How Tech is Changing The Future of Work

With the arrival of #AmazonGo beta store, we are all quite sure everything will Amazon Go itself. But there are some serious points here about the future of work and the coming age of automation.

It's no longer just about what Amazon means for the future of retail, it's also about the more serious economic, social and ethical implications of technology's role in human society.

Technology Companies are Disrupting Traditional industries

  • Via QR code enabled Amazon Go app, the subscription model that is Amazon Prime gets more valuable. Amazon is adding increasing value to it's subscription model that can be summarized by these few words:
  1. Echo
  2. Fresh
  3. Dash
  4. Go
  5. Google of stuff - Netflix of shopping entertainment

Technology Companies are Making Repetitive Jobs obsolete

  • IoT, robotics and AI in retail will inevitably disrupt common roles such as the cashier, sales associate, shelf stocker.
  • Self-checkout is going fully mobile with analytics made possible with computer vision that utilizes LIDAR sensors (lasers), that monetizes everything you do in the future smart store.

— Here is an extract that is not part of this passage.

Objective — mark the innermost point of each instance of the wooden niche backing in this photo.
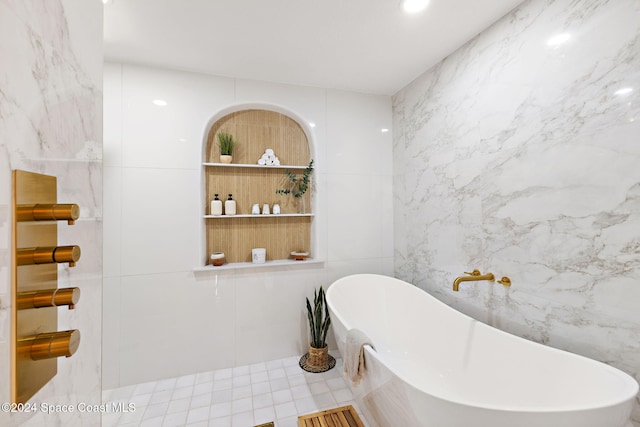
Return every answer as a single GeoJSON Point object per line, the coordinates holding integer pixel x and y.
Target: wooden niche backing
{"type": "Point", "coordinates": [254, 132]}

The Future of Advertizing is Based on the Premise of a Loss of Privacy

With the analytics of the store of the future, advertising will not only be personalized to you but timed with predictive (and prescriptive) analytics.

Personal assistants will be designed to know you better than you know yourself, as the AI-human hybrid consumer reality takes shape.

Wearables that have embedded sentiment analytics, will mean the smart home (Echo, Google Home, etc...) will know your mood and adapt accordingly when you arrive home.

Yes, the Minority Report's in-store advertising like in the Tom Cruise video is coming true, it's happening:


Tech Companies are Disrupting Legacy Industries

But the hype and the buzz is a distraction for what is really occurring here. There are increasingly signs that the automation economy is closer than we think.

  • Amazon is changing retail as a logistics company.
  • Facebook is changing content as a media company.
  • Airbnb is changing hospitality as a player in the sharing-economy.
  • Uber is changing transporation as a player in the on-demand economy.

Winners and Losers

In a very short span of time, the signs point to a scenario where the 2020s will be the definitive and disruptive decade of automation are clear. We have to start planning now to adapt to the jobs that will still be there.

The creepy interactive Future-Gap store in the video is not actually creepy, it's just how the future will work.

Companies like Facebook, Google, Amazon and others are building the infrastructure of a data-centric society now, as AI and machine-learning is maturing in a period of convergence. In this iteration of the American dream, fewer people will have greater privilege and ownership over the future, creating an ethical quagmire in human leadership and the unequal distribution of wealth.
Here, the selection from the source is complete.